Although there are not good numbers for the total amount of money support cases in Australia (or globally for it), there is a lot of evidence about the ups and downs. The Link Capital LLP in London, which invests on behalf of rich individuals, said, “It attracts a great deal of attention from new and existing investors,” according to the company’s fund manager, Emma Bewley. “Returns against a portfolio are similar to private capital, but are expected to be produced within a shorter time frame,” he said.
The Sydney-based IMF Bentham Ltd., one of the largest public case experts, responded by increasing its first three external funds over the past 16 months, totaling A $ 270 million ($ 198 million). Among the investors are Fortress Investment Group LLC, a $ 40 billion private equity firm, and Partners Capital Investment Group LLC, a $ 24 billion outsourced investment office. They act on behalf of foundations, foundations and high net worth families.
IMF Bentham Executive Board Chairman Andrew Saker said in a telephone interview that it was very powerful for the company to see its future as “more a fund manager”. Two years ago, all cases were financed from the company’s own resources.
The global increase in litigation funds is limited to an old UK legal restriction that prevents a third party from taking a share of the income of a decision. Australia is the first major jurisdiction to allow exceptional cases in the early 1990s. In 2017, Singapore and Hong Kong became the last person to allow it in some cases.
For IMF Bentham, the new money is helping it expand overseas. The firm is exploring opportunities in the U.S., Singapore, Hong Kong, continental Europe and Canada as it focuses more on corporate litigation, whistle-blower suits and U.S. law firm portfolio funding, Saker said. Australian shareholder class actions now only represent 13 percent of its funded cases versus more than 50 percent three years ago, according to Goldman analysis.
Indeed in Australia — where litigation funding first originated — there are signs of saturation. While the overall number of class action suits is relatively stable, the number of investor and shareholder cases — the ones that tend to attract outside funding — have risen sharply.
More than 60 percent of Australian class actions received funding so far this year, according to law firm King & Wood Mallesons, compared with less than 40 percent four years prior. Over the past five years, 100 percent of shareholder class actions have been funded versus about 30 percent for consumer protection litigation, according to separate data from the Australian Law Reform Commission and Professor Vince Morabito.

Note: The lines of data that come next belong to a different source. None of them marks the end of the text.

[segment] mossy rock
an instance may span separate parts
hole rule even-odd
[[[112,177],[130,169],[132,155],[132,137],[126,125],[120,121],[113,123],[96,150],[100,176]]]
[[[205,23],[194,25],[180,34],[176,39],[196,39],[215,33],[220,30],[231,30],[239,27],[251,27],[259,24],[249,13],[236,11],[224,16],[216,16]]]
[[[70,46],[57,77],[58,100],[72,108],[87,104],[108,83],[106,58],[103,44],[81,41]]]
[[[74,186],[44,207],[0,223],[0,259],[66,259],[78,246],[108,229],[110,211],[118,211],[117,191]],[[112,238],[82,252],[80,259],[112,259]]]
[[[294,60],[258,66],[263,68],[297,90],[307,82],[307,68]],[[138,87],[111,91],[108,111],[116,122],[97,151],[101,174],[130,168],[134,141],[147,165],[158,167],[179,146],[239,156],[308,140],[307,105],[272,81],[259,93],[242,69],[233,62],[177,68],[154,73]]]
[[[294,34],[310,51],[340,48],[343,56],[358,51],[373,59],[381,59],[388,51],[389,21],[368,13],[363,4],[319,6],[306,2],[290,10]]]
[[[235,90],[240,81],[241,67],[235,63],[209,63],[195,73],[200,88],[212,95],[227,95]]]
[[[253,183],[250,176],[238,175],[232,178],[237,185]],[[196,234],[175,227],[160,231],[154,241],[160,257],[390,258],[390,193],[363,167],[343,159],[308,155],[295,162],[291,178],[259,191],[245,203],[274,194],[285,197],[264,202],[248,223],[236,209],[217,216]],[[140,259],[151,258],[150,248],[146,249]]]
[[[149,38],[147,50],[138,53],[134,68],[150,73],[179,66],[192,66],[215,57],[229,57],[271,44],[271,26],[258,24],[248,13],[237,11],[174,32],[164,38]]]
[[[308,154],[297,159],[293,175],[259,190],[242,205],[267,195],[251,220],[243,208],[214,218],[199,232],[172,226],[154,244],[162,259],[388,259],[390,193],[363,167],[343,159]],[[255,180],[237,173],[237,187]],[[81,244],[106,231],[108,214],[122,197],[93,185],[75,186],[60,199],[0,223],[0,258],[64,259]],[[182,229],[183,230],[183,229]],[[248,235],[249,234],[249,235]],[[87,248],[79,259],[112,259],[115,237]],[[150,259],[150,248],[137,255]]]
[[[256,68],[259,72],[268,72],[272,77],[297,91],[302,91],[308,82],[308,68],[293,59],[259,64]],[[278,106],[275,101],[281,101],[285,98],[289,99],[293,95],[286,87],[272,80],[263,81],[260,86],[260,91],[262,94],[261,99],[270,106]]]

“Funders play a critical role in Australian securities class actions,” said Michael Lange, a securities litigation counsel at Financial Recovery Technologies, a U.S. group that helps institutional investors track class actions. “Past settlements have attracted more funders and their numbers have grown in recent years,” he said. That’s now starting to cause a squeeze, with commission rates falling.

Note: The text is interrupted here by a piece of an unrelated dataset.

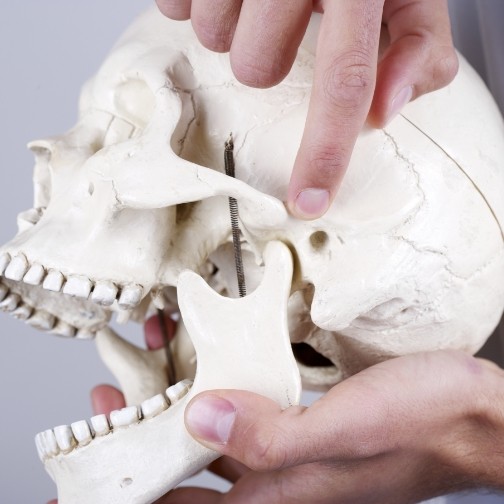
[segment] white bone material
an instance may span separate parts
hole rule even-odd
[[[385,129],[361,133],[327,215],[289,217],[283,201],[308,110],[318,19],[287,78],[257,90],[238,83],[228,56],[204,49],[189,22],[153,8],[84,87],[75,127],[30,144],[34,207],[43,216],[35,225],[33,215],[22,219],[0,249],[0,276],[9,270],[13,277],[1,279],[0,309],[33,306],[27,322],[34,327],[97,335],[130,407],[166,393],[167,364],[163,350],[122,342],[108,329],[111,312],[142,322],[153,298],[174,311],[180,304],[184,320],[170,344],[177,380],[194,377],[191,338],[198,353],[191,391],[160,413],[147,403],[156,416],[115,430],[94,417],[94,439],[67,455],[58,455],[53,431],[37,437],[62,504],[152,502],[210,460],[183,427],[183,409],[198,390],[264,386],[278,399],[271,387],[282,382],[271,376],[292,359],[289,346],[277,341],[280,333],[270,339],[281,348],[259,338],[245,363],[244,338],[230,333],[245,331],[248,341],[247,324],[264,319],[271,330],[288,316],[295,348],[312,347],[316,357],[296,352],[303,380],[320,389],[397,355],[475,352],[496,326],[504,306],[504,125],[463,59],[450,86],[409,104]],[[222,166],[230,132],[236,179]],[[219,293],[236,294],[228,196],[238,200],[245,242],[251,294],[243,300],[217,298],[182,273],[201,272]],[[268,290],[261,279],[264,261],[266,273],[268,261],[277,264],[265,252],[272,241],[289,245],[296,269],[292,284],[266,282]],[[281,245],[273,250],[290,264]],[[16,266],[16,257],[27,258],[21,282],[25,265]],[[73,278],[86,280],[72,285]],[[290,294],[286,308],[279,290]],[[252,319],[242,309],[249,303],[257,303]],[[262,371],[247,374],[246,364]],[[165,445],[168,431],[175,439]],[[134,460],[125,460],[126,450]],[[184,462],[172,464],[173,453]],[[169,480],[153,467],[169,467]]]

It’s just one example of the challenges facing the sector, highlighting the difficulty of delivering the stellar returns that attracted limited partnerships and other investors in the first place.
While the right fund manager can still generate outsized returns, “the real issue that no one talks about is whether there is too much capital chasing this asset class and how does the litigation fund manager find quality of case inventory in a crowded global market,” said Dan Farrell, the chairman and chief executive officer of Privos Capital LLC, a global multi-family office. “In other words, are there enough good litigation cases to go around?”